Adding that the lives of the innocent penguins were being toyed with, Deshpande, in his letter on Monday, called for the birds to be sent back home. He also asked the commissioner who was responsible for this waste of taxpayer money, before signing off with a 'we-told-you-so' kicker that formed the subject of the letter.
Shiv Sena leader Uddhav Thackeray reportedly did not take particularly kindly to the letter. After issuing a clarification about the conditions surrounding Dory's death, he fired a salvo at 'those who wish to save the lives of the penguins', asking if they would be able to 'save their own party'.
So what does this leave us with?
If politicians are willing to use minority groups of human beings as pawns in their game to win elections, what makes you think they're going to spare animals or birds? Don't for a minute let yourself buy into the proposition that either the Sena or the MNS truly cares about the fate of Dory's seven companions who are still standing.

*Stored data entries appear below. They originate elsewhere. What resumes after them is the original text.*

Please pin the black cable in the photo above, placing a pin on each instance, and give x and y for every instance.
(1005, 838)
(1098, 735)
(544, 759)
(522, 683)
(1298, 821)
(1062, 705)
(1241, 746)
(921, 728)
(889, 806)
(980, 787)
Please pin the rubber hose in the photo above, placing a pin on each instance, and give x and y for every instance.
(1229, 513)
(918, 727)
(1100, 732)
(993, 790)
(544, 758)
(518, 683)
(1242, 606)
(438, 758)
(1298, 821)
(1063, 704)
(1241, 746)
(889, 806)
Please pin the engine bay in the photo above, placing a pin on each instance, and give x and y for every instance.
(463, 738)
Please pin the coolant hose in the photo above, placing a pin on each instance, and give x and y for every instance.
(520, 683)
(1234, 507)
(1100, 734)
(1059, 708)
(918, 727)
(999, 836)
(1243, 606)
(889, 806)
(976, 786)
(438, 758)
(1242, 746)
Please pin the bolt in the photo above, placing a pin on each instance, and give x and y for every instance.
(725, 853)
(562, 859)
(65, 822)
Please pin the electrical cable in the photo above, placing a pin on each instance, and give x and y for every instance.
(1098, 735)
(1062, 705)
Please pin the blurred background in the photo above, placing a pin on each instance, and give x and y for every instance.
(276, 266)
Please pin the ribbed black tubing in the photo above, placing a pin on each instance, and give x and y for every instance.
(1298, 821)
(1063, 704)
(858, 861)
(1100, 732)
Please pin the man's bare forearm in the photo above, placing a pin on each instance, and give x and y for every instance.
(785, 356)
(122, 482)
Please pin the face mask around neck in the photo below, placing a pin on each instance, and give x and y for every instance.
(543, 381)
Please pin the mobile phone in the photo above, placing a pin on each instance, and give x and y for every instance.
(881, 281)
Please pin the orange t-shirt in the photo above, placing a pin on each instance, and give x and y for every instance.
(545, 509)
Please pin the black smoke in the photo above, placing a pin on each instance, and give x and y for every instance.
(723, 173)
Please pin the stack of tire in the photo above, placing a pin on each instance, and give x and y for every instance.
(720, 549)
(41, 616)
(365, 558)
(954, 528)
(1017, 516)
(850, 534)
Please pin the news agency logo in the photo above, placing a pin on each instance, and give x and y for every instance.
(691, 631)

Consider at this point that while the penguins are not even on display for the public yet, one of them has already died
Take a moment to let those words sink in.
So what to do?
We live in an age of wall-to-wall technology. An age in which Tupac Shakur — a couple or so decades after his untimely death — can appear as a hologram. An age in which 4D (and even more Ds; 7D and 9D attractions are de rigueur in major Indian malls) exhibits can bring time, space and textures in all combinations to one place at any given time. An age in which life-like scenarios can be recreated at home with a virtual reality headset.
What then is the need for zoos in this day and age?
Can we not create a perfectly well-rendered 3D environment filled with all sorts of flora and fauna at the right temperature to be credible? It's also far easier and cheaper to maintain.
But then again, where's the political mileage to be gained from that?